# front strut bar



## Guest (Jul 13, 2002)

i just put on a front strut bar on my 97 200 sx, and its making all sorts of noise. can someone let me know if i have it on backwards, i put the open ended circle on the left hand side (aka the passenger side). i tightened all of the screws but it still makes noise. does anyone have this problem or any ideas of what i can do to get rid of the noise? thx


----------



## Niss200SXGTR (May 31, 2002)

*ok..*

Ok, check the middle bar..

if you have the same one i do, then there is the middle bar, adn the passenger, "complete circle" with the BIG black screw, that screws into the main bar, and there is a C 1/3 circle peice looking thing, for drivers side, what i did was this

--bolt down passenger side complete O ring All the way.
--screw both sides into the bar.
--twist the pieces, by dropping on the screws, then lifting to make adjustments.
--put drivers side ring on, and check to make sure that there is NO freespace whatsoever, then screw it down.. bolt that mo ' fo' down like never before.


----------



## Guest (Jul 13, 2002)

cool i will take a shot at that. but the noise was really annoying
thx for the help


----------



## Gimp (Jun 9, 2002)

What brand is it. A lot of the bars for the Sentra/200sx don't fit over the engine. Everytime you increase the throttle it'll rattle against the bar. I had the same problem until I got a different bar.


----------



## Teknokid (Jun 1, 2002)

What kind of bar did you have?? What other bars have problems?? I plan to get this strut bar because the company is located here in my city and it is pretty inexpensive. Hope it fits. If it doesnt I can return it, they already told me.
here is the link and tell me what you guys think. 209.87.151.155/search_results.asp?P...ParamTxt=sentra&btnSearch.x=11&btnSearch.y=14

Has anyone ever bought one of these bars?? does this look like another bar?? Im


----------



## Ninety-Nine SE-L (May 5, 2002)

Teknokid said:


> *What kind of bar did you have?? What other bars have problems?? I plan to get this strut bar because the company is located here in my city and it is pretty inexpensive. Hope it fits. If it doesnt I can return it, they already told me.
> here is the link and tell me what you guys think. 209.87.151.155/search_results.asp?P...ParamTxt=sentra&btnSearch.x=11&btnSearch.y=14
> 
> Has anyone ever bought one of these bars?? does this look like another bar?? Im *


Those are the same bars found on ebay. Auto Dynamic uses EBay to sell some of their products.


----------



## Gimp (Jun 9, 2002)

Try either stillen *cough* EXPENSIVE *cough*. Or either Mossy Nissan (california) or Courtesy Nissan (texas). I have a bar from Courtesy and it fits perfectly. 

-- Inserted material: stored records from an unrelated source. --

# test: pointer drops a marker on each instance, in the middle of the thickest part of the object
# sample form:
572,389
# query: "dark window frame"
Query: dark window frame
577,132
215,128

I also have a bar I couldn't return sitting in my Garage (rattles against the engine everytime I'd step on the throttle), Ractive.

I've tried 3 separate bars from ebay and NONE of them work. You might have to spend a little more, but it's worth it.


----------



## nak1 (May 17, 2002)

*i have a ractive...*

i dont have the problem Timbo had... but it does slightly rub on the underside of the hood. i plan on going CF hood anyhow sometime soon. and the bottom of it hits the tubing on top of the throttle body but i have been told that this tubing can be replaced with longer tubing to make room.


----------



## m14cstud (Jul 15, 2002)

I bought strut bar from ebay and it has worked fined for me. It was only 30 dollars and was from espeedgogo. I was apprehensive at first buying such a cheap strut bar, but it fits perefectly, no noise, and has increased my cornering ability a little bit.


----------



## Teknokid (Jun 1, 2002)

I just bought the front strut bar from autodynamic and from what i hear are being sold on ebay. Well i have a problem. It does rattle or anything but it the hood doesnt close right. I mean it does close all the way but i can see the bar rubbing against the hood and when i pop the hood it resonates against it so it sounds louder. What can i do??


----------



## Niss200SXGTR (May 31, 2002)

I have *cough* EBAY *cough* struts, rear and front, check out how they look on http://www.cardomain.com/member_pages/view_page.pl?page_id=227955


----------



## Guest (Aug 4, 2002)

I want to purchase a strut bar too. I saw some @ www.procarparts.com but wasnt sure on the quality heeellllla cheap though.


----------



## Niss200SXGTR (May 31, 2002)

i got my FRONT strut bar from them.. fit tight, clean, and looks killer!.. check it out http://www.cardomain.com/member_pages/view_page.pl?page_id=227955


----------



## Guest (Aug 4, 2002)

Your halos look tiiiight!! I wanted to purchase a set but wanted to hold off on the GTR front end. Eh! does it rattle or make any crazy noises?? If not I might purchase it asap!


----------



## Teknokid (Jun 1, 2002)

I figured it out. They gave me the bar for a 90-94 sentra. Its the blue one. Tee one i need is a black one. But the thing that gets me is that the blue one has like a slit on it for the a/c lines so i thought that one was it. I'll take it back on monday to autodynamic.


----------



## 97PocketRocket (Jul 31, 2002)

I picked mine up from NOPI (not dot com, the store..gotta love living near the werehouse) for $75, it's a double bar and not a single but the only two problems I had was the cover on each end of the bar near the mounts (which I removed and tossed, they were just weight after all!) rubbing the bottom of the hood and before I changed to the Stillen CAI it would smack against the stock airbox when you cranked the engine cold. Other than that I've had no added noise from it. Seems I got lucky, lol. Funny thing is, I can't use a straight bar (from mount to mount) I had to use the one that looks like it fit the earlier sentra models, the ac lines blocked the bar completely. That may have been caused when I had that side of the car repaired due to an idiot in a mini-van making a right hand turn from the left hand lane with me in the middle though.../sigh...mini-vans are all driven by satan.


----------



## sethwas (Apr 30, 2002)

Hey,
About 2 weeks ago I posted on the same subject with the solutions. Look up my member name and strut bars.

Seth


----------